China Promotes Another Boom: Nuclear Power

On NYTimes January 15, 2005

Current plans - conservative ones, in the estimation of some people involved in China's nuclear energy program - call for new reactors to be commissioned at a rate of nearly two a year between now and 2020, a pace that experts say is comparable to the peak of the United States' nuclear energy push in the 1970's.


By 2010, planners predict a quadrupling of nuclear output to 16 billion kilowatt-hours and a doubling of that figure by 2015. And with commercial nuclear energy programs dead or stagnant in the United States and most of Europe, Western and other developers of nuclear plant technology are lining up to sell reactors and other equipment to the Chinese ....

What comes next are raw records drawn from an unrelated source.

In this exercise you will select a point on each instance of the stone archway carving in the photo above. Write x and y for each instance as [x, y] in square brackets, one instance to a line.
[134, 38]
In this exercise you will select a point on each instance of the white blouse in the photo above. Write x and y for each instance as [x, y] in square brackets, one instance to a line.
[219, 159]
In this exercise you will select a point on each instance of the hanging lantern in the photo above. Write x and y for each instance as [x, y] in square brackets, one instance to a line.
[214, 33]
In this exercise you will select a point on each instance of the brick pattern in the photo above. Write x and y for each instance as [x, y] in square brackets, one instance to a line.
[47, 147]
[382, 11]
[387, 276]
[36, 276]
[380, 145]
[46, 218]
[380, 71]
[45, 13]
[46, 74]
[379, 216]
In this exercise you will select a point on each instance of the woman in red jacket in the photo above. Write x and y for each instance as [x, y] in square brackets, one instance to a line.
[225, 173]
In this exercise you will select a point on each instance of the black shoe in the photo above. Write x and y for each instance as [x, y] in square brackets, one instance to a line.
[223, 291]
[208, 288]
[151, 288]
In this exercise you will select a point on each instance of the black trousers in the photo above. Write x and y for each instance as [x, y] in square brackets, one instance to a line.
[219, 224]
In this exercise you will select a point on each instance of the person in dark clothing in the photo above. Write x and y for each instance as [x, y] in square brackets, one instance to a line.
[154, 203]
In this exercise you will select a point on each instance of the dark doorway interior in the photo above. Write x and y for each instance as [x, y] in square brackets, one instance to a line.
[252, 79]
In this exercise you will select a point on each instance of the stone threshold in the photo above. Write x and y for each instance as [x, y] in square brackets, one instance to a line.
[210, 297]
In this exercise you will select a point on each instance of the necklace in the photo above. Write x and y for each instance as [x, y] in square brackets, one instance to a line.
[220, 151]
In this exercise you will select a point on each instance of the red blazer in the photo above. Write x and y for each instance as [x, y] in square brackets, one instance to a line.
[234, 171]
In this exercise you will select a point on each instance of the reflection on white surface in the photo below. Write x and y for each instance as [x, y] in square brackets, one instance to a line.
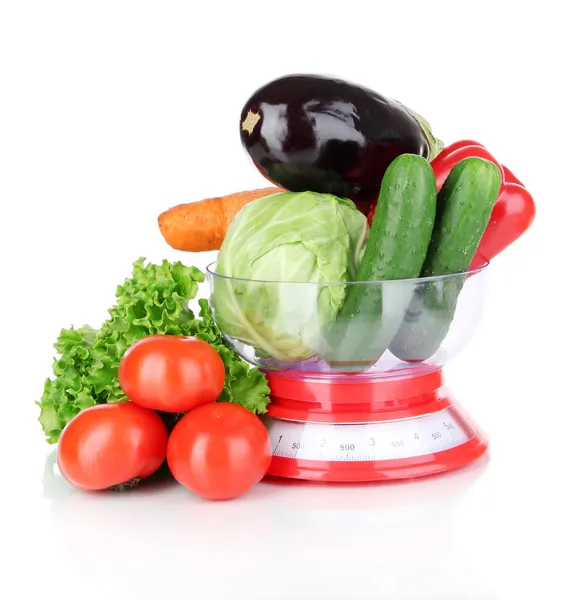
[284, 539]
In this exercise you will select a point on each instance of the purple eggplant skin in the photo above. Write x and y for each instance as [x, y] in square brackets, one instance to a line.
[310, 132]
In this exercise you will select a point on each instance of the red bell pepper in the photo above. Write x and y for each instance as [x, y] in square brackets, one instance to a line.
[514, 209]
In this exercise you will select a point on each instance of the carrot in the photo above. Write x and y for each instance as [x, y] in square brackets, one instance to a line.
[201, 226]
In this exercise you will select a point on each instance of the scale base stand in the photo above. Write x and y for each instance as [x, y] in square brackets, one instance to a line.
[367, 428]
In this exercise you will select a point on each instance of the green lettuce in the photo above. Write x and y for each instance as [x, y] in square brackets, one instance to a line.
[153, 301]
[273, 250]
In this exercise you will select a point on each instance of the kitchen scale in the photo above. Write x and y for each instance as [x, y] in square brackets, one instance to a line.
[389, 418]
[396, 419]
[367, 427]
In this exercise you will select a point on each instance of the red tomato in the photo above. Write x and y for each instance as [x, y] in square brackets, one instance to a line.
[219, 451]
[110, 444]
[171, 373]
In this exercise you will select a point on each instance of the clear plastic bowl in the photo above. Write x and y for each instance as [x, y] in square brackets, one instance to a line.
[406, 325]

Japan derives about 10 percent of its energy from nuclear sources and was once among the most favorably disposed toward nuclear energy. But a string of scandals involving comically shoddy practices, like mixing radioactive materials in a bucket, and near accidents have turned public opinion in many areas strongly antinuclear.


China's eight nuclear reactors in operation today supply less than 2 percent of current demand. By 2020, assuming the national plan is fulfilled, nuclear energy would still constitute under 4 percent of demand.


"With wind power, you can go bankrupt. With a dam burst, lives can and have been lost, but it's fairly localized. The cost of cleaning up after Chernobyl, though, is greater than all of the benefits of the entire Soviet nuclear power industry combined, and it could have been worse."